‹ Prequel: Blind Photographs
Status: Updates every other day

Destination Detonation

Fenced in, Fenced out

“Hey, D, isn’t this Boom Box’s boom box?” I’d found it in the kitchen of the diner, laying flat on the counter.

“Yeah, poor kid probably misses the music.” At least she was safe, though. We’d be blasting Mad Gear and the Missile Kid all the way home.

“It’s got a walkie-talkie?” I asked, noting the phone-shaped box on the side.

“One way only, and it interrupts all the transmissions to this radio.”

“Do you think I could hold onto it when we finally go in? I don’t want anything to go wrong.”

“Nothing will, you got surprise on your side, but sure. We usually follow them up there with the van anyway. Just give a holler into that thing and Show Pony’ll find you.”

“Thanks. It’s just… I’ve seen the crows. No names, no faces, they’re just androids made of flesh instead of metal. They will kill us if we’re not careful.”

This was my family now and I know they used to say that it’s better to have loved and lost then to never have loved at all, but I think that’s crap. I went a long time without loving something I knew existed for sure. I was completely fine. Grace had kept me going even when I thought for sure she was dead. But this was stronger than just family love. This was admiration and respect, and I owed everything to them. And if I lost everyone that day?
I would most likely walk in front of a S/C/A/R/E/C/R/O/W and drop my gun at his feet.

I know that you’re supposed to carry on when you lose people. I get it. There’s more to life than them. But at the same time there really isn’t. I wouldn’t be able to survive on my own, and after all of it, I wouldn’t be able to join a new team. I’d enjoyed the company of the meds, and the primaries, the ghosts and Gotham, but it was different now. So different.

“Here, Photo.” I figured it was the practice gun until I looked down. Shiny and purple, someone had scrawled Blind Photographs across the barrel. A pair of jingle bells dangled from the trigger.
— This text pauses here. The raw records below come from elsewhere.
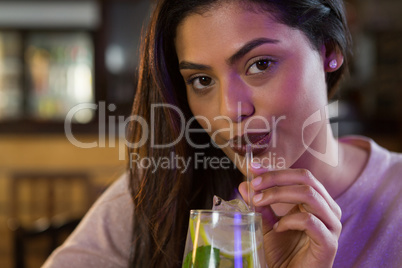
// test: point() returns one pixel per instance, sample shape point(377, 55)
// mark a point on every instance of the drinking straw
point(250, 176)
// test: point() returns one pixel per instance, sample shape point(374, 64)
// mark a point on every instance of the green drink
point(224, 239)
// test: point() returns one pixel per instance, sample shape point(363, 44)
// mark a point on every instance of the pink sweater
point(371, 207)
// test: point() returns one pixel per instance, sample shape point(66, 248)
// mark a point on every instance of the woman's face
point(252, 79)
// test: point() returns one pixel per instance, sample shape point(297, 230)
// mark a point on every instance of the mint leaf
point(206, 257)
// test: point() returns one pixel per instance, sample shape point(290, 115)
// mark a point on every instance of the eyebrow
point(235, 57)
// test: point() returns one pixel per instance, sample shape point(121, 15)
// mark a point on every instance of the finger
point(269, 218)
point(291, 177)
point(305, 195)
point(312, 226)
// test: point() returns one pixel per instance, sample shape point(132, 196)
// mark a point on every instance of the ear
point(332, 58)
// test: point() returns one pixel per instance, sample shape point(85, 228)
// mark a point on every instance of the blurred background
point(55, 55)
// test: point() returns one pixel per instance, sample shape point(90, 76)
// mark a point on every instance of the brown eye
point(262, 65)
point(205, 81)
point(201, 82)
point(259, 66)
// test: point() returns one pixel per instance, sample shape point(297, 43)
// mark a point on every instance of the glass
point(60, 74)
point(224, 239)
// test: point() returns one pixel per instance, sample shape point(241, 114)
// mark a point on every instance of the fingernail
point(256, 181)
point(257, 198)
point(256, 165)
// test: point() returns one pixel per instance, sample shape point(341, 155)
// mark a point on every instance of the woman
point(258, 72)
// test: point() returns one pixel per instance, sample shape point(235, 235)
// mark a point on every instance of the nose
point(236, 100)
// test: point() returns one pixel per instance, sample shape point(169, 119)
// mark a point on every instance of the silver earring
point(333, 64)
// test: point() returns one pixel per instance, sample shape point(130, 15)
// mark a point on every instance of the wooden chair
point(46, 205)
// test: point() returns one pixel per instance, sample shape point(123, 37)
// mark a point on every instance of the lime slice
point(231, 241)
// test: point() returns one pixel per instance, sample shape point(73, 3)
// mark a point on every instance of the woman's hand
point(307, 235)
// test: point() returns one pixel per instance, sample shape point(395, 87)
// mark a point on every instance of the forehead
point(227, 27)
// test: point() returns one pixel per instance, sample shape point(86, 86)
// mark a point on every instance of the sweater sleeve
point(103, 237)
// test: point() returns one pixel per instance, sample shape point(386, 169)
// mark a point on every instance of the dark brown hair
point(162, 200)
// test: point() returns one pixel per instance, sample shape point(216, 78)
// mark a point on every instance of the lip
point(259, 142)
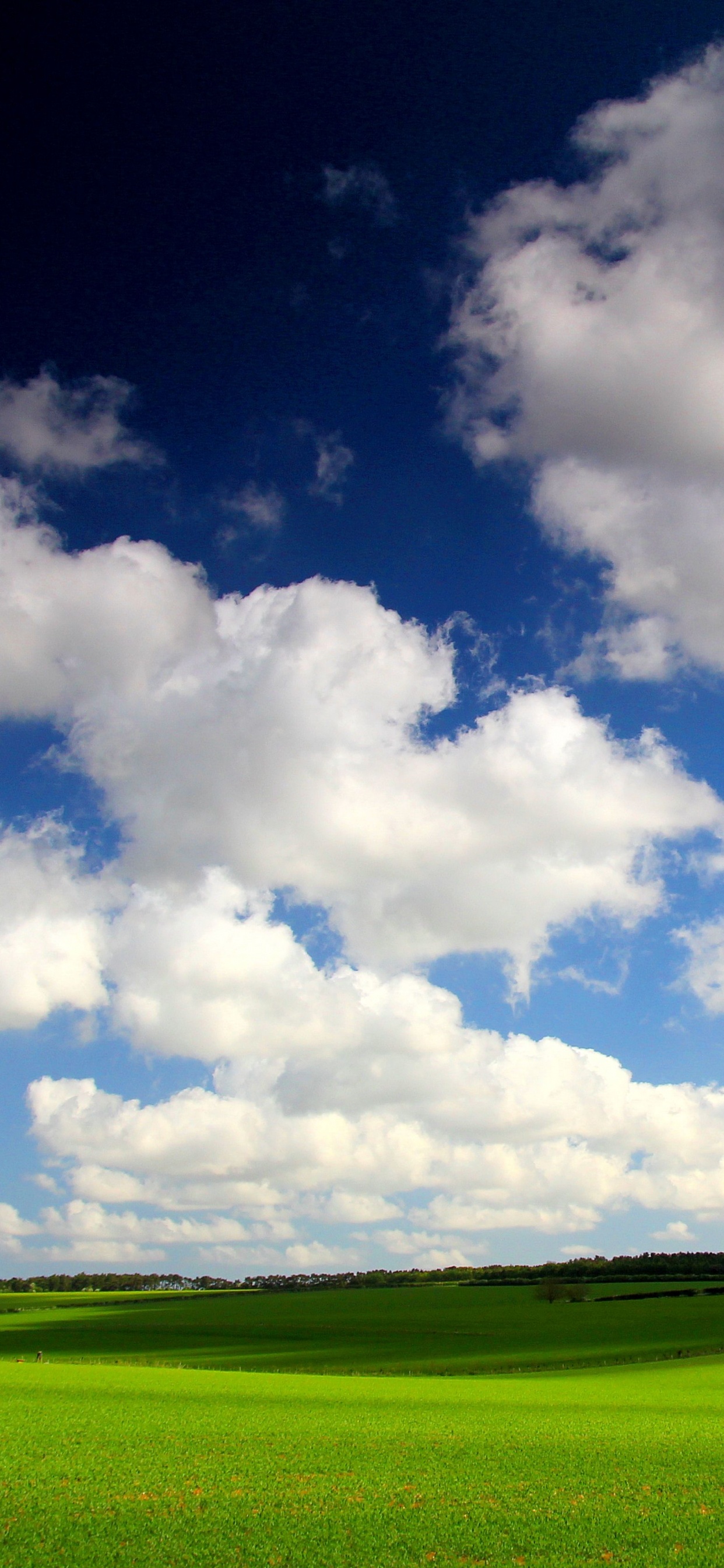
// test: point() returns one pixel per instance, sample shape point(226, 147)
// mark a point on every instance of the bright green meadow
point(262, 1464)
point(157, 1466)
“We’re going to be leaving soon and just- whatever happens, we love you. All of us, you and Boom Box are like our kids,” Jet Star explained, not looking me in the eye. I hugged him, then.

“Thanks, Jet. Actually, listen for a minute. All of you please.” The others stopped packing and came by me. “We’re going to get Boom Box back. But if not all of us make it, don’t look at me like that you know it might happen, my name is Faith Clark. That’s what it will say on my tombstone. The city keeps a graveyard for tradition’s sake and there’s this whole huge patch for killjoys. I didn’t realize it when I was brainwashed, but it was off to the side and not really taken care of. I’ve seen all sorts of people come by, spraying things onto the graves. Just go at night and no one will bother you.”

“Ray Toro,” Jet Star said. “That was my name before all of this.”

“Frank Iero,” Fun Ghoul added.

“Mikey Way,” The Kobra kid said, slinging a backpack onto his shoulders.

“Gerard Way,” Party Poison finished.

“You’re brothers?” I asked, incredulous.

“Yeah. It’s why I was so confused when I learned Grace was your sister. I mean, kids say stuff like that all the time, but it’s rare to see blood family out here,” He explained. “Usually they’re split by the city fence.”